France Stratégie explique notamment cette crise par des « concours qui n’attirent plus », avec un « décrochage » très marqué depuis les années 2010, ce qui engendre un effondrement des taux de sélectivité aux concours.

Dans la FPE, 12 candidats se présentaient en moyenne pour un poste à pourvoir au concours externe de la fonction publique d’État entre 2000 et 2010 et ils ne sont plus que 4 en 2022. En 2016, 297 000 personnes se sont présentées aux épreuves des concours externes de la FPE contre seulement 151 000 en 2022.

De plus en plus de départs

Outre l’attraction de nouveaux profils, la fonction publique est face au défi de conserver ses agents, car les départs volontaires « sont en nette augmentation », déplore France Stratégie. Entre 2014 et 2022, les effectifs des fonctionnaires quittant la fonction publique pour une autre raison que le départ en retraite ont augmenté de 47 %, peut-on lire dans le rapport.

Bilan : la fonction publique attire de moins en moins, avec un « risque d’aggravation » du phénomène si rien n’est fait dans les années à venir, au vu du déséquilibre croissant entre les entrants et les sortants lié au vieillissement des agents, s’inquiète France Stratégie.

Autre facteur répulsif, la rémunération des agents publics, vécue comme insuffisante. Si certaines mesures (Ségur de la santé, Grenelle de l’éducation) ont contribué à améliorer leur pouvoir d’achat, elles « n’ont pas permis de contrer complètement l’érosion de l’attractivité salariale de la fonction publique », estime France Stratégie, notamment si on compare au secteur privé. Et le choix récent du gouvernement de confirmer le gel de la valeur du point d’indice (mécanisme qui permet le calcul des rémunérations) ou de ne pas reconduire une prime en faveur du pouvoir d’achat des agents (prime GIPA) que touchaient au moins 188 000 fonctionnaires ne semblent pas de nature à améliorer la situation.

Emploi à vie

Mais des leviers existent pour remédier à cette crise, assure France Stratégie. Sur le pouvoir d’achat, France Stratégie suggère de « renforcer la reconnaissance, y compris salariale », des agents et mettre l’accent sur de meilleures « perspectives d’évolution et de progression » dans les carrières.

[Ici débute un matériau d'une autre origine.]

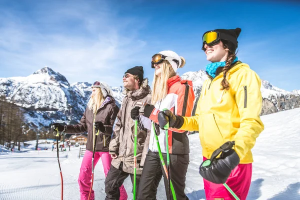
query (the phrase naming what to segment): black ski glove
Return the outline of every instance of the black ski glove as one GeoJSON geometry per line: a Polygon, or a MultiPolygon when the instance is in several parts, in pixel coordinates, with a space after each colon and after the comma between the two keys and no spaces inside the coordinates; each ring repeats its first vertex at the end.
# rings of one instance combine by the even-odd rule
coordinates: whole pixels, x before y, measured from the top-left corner
{"type": "Polygon", "coordinates": [[[132,111],[130,112],[130,116],[132,120],[134,120],[138,116],[138,114],[140,114],[140,108],[136,106],[132,110],[132,111]]]}
{"type": "Polygon", "coordinates": [[[216,184],[226,182],[232,171],[240,163],[240,158],[232,148],[234,142],[228,142],[214,152],[210,160],[204,161],[200,168],[204,178],[216,184]],[[216,158],[222,152],[220,157],[216,158]]]}
{"type": "Polygon", "coordinates": [[[169,126],[175,128],[180,128],[182,126],[184,120],[182,116],[176,116],[170,110],[165,110],[158,112],[158,124],[160,128],[169,122],[169,126]]]}
{"type": "Polygon", "coordinates": [[[94,127],[95,128],[95,130],[100,130],[100,131],[102,132],[105,132],[106,130],[106,128],[103,124],[102,122],[96,122],[94,123],[94,127]]]}
{"type": "Polygon", "coordinates": [[[58,128],[58,131],[60,132],[63,132],[64,130],[65,130],[64,126],[59,123],[52,124],[52,125],[51,126],[51,127],[54,130],[58,128]]]}

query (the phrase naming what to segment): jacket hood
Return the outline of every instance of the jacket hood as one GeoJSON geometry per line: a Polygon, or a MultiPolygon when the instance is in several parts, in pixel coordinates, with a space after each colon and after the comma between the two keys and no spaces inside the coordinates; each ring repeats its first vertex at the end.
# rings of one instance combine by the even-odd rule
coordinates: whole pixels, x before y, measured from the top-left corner
{"type": "Polygon", "coordinates": [[[140,89],[136,90],[130,91],[125,88],[124,91],[123,91],[123,94],[127,95],[128,98],[132,99],[132,100],[144,98],[151,92],[151,88],[148,85],[148,78],[144,78],[142,82],[142,84],[140,85],[140,89]]]}

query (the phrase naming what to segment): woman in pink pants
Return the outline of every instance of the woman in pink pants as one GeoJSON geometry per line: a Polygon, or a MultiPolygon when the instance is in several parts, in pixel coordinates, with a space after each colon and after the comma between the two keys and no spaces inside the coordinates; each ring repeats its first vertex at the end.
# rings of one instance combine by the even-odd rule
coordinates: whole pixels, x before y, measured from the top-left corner
{"type": "Polygon", "coordinates": [[[225,183],[246,200],[252,174],[251,150],[264,128],[260,78],[236,54],[241,31],[216,29],[203,34],[202,50],[211,63],[206,68],[208,78],[195,115],[180,116],[170,110],[158,114],[160,127],[168,122],[170,127],[199,132],[204,160],[199,172],[208,200],[236,199],[225,183]]]}
{"type": "MultiPolygon", "coordinates": [[[[92,173],[92,160],[96,136],[98,138],[94,156],[94,166],[101,158],[106,177],[110,170],[112,158],[108,154],[108,147],[114,122],[119,111],[112,96],[112,92],[108,85],[96,81],[92,86],[92,92],[88,106],[79,124],[65,126],[58,123],[52,124],[54,128],[57,128],[59,131],[66,133],[88,132],[86,150],[84,156],[78,178],[81,200],[87,200],[88,198],[92,173]],[[99,134],[96,136],[98,130],[99,134]]],[[[120,200],[127,200],[127,194],[123,185],[120,190],[120,200]]],[[[94,191],[92,190],[90,200],[94,199],[94,191]]]]}

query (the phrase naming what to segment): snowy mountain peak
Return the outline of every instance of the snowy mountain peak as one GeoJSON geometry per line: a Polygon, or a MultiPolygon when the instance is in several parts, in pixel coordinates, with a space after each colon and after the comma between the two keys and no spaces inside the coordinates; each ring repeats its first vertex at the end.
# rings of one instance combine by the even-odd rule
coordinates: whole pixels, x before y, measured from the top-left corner
{"type": "Polygon", "coordinates": [[[204,81],[208,79],[206,72],[203,70],[188,72],[184,74],[180,77],[182,79],[192,80],[194,86],[201,86],[203,85],[204,81]]]}
{"type": "Polygon", "coordinates": [[[46,66],[37,70],[27,78],[28,80],[33,80],[34,83],[42,82],[46,84],[60,84],[65,88],[70,86],[66,77],[46,66]]]}

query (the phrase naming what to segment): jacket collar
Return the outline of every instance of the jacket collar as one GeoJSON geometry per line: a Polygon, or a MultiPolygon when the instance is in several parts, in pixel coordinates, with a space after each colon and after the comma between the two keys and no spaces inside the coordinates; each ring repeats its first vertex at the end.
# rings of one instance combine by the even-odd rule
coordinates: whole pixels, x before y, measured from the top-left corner
{"type": "Polygon", "coordinates": [[[181,78],[178,75],[174,76],[169,78],[166,81],[168,88],[170,88],[174,84],[179,82],[181,80],[181,78]]]}
{"type": "MultiPolygon", "coordinates": [[[[230,68],[228,71],[230,70],[230,72],[232,73],[233,72],[236,71],[238,69],[236,68],[236,66],[237,66],[238,64],[240,64],[242,63],[240,61],[238,60],[236,62],[232,64],[230,68]]],[[[224,68],[224,66],[220,66],[220,68],[218,68],[216,70],[216,78],[219,75],[223,74],[223,69],[224,68]]],[[[214,78],[211,76],[207,72],[206,72],[206,75],[212,80],[214,79],[214,78]]]]}

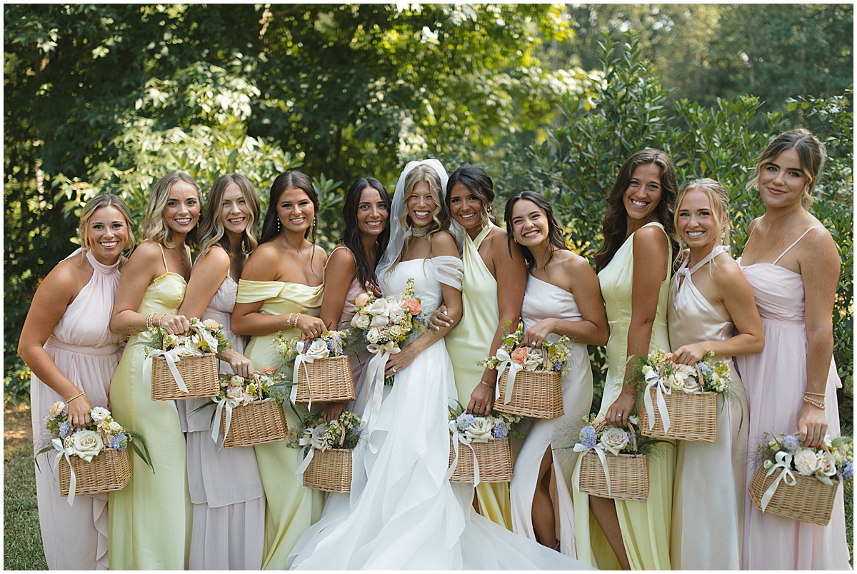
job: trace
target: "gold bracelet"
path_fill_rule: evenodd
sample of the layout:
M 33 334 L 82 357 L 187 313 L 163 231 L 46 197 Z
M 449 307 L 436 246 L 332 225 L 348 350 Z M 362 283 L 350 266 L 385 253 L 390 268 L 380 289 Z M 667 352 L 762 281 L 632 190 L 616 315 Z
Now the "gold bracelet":
M 822 410 L 824 410 L 824 403 L 819 403 L 818 401 L 813 401 L 809 397 L 804 397 L 804 403 L 806 403 L 806 404 L 812 404 L 813 407 L 818 407 Z
M 82 397 L 82 396 L 83 396 L 83 395 L 85 395 L 85 394 L 87 394 L 87 393 L 85 393 L 85 392 L 84 392 L 83 391 L 81 391 L 81 392 L 80 392 L 79 393 L 77 393 L 76 395 L 75 395 L 75 396 L 74 396 L 74 397 L 72 397 L 71 398 L 69 398 L 69 399 L 66 399 L 66 401 L 65 401 L 65 402 L 66 402 L 66 404 L 68 404 L 69 403 L 71 403 L 71 402 L 72 402 L 73 400 L 75 400 L 75 398 L 77 398 L 78 397 Z

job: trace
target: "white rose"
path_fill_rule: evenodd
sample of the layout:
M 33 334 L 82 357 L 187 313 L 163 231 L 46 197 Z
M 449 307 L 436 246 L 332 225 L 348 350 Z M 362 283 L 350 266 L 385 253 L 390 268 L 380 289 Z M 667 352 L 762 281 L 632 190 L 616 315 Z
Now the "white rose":
M 605 449 L 618 455 L 628 445 L 628 435 L 619 427 L 610 427 L 601 435 L 601 444 Z
M 93 421 L 99 423 L 110 416 L 110 411 L 104 407 L 93 407 L 93 410 L 89 411 L 89 416 L 93 417 Z
M 464 429 L 464 436 L 470 437 L 473 442 L 488 442 L 492 437 L 493 425 L 484 416 L 476 416 L 473 424 Z
M 75 439 L 69 446 L 71 451 L 69 454 L 76 454 L 87 463 L 91 463 L 105 447 L 101 435 L 95 431 L 79 430 L 74 436 Z

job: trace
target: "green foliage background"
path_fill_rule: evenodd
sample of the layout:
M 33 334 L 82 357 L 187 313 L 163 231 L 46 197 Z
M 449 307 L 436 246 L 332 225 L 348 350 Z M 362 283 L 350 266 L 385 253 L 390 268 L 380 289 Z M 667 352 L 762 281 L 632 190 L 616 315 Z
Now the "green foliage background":
M 853 7 L 548 4 L 18 4 L 3 7 L 4 394 L 41 278 L 74 248 L 80 206 L 154 181 L 203 189 L 281 171 L 320 193 L 321 244 L 349 183 L 392 188 L 434 156 L 483 165 L 503 199 L 556 206 L 570 245 L 600 244 L 603 195 L 628 154 L 662 148 L 680 178 L 722 181 L 734 250 L 762 212 L 755 155 L 804 125 L 830 159 L 815 214 L 840 248 L 836 358 L 853 395 Z M 603 33 L 602 31 L 608 31 Z M 636 30 L 628 35 L 627 32 Z M 499 210 L 495 210 L 499 211 Z M 141 219 L 141 218 L 139 218 Z M 603 350 L 592 350 L 603 367 Z M 596 401 L 600 400 L 596 396 Z M 851 406 L 843 403 L 843 411 Z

« La fonction publique est seulement vue comme un gisement d’économies budgétaires par les ministres successifs », regrette Johan Theuret du cercle de réflexion de hauts fonctionnaires « le Sens du service public », interrogé par l’AFP.

France Stratégie recommande aussi de consolider la « garantie de l’emploi » : l’emploi à vie des fonctionnaires reste une « motivation importante » pour les candidats, bien qu’elle « perd[e] de son pouvoir d’attraction », notamment dans les secteurs où l’offre d’emploi est abondante (les métiers du soin et du numérique, par exemple).

Avant la dissolution de l’Assemblée nationale en juin, la remise en cause de l’emploi à vie avait suscité le débat autour d’un projet de loi porté par l’ancien ministre de la Fonction publique, Stanislas Guerini.

Très décrié par les syndicats, le texte prévoyait notamment d’accentuer la rémunération au mérite, de faciliter les licenciements, voire de supprimer le système historique de catégories (A, B et C) de la fonction publique.

Il a été gelé par la dissolution de l’Assemblée nationale. Mais le successeur de M. Guerini, Guillaume Kasbarian, désormais ministre démissionnaire, n’avait pas exclu de reprendre certaines parties du texte.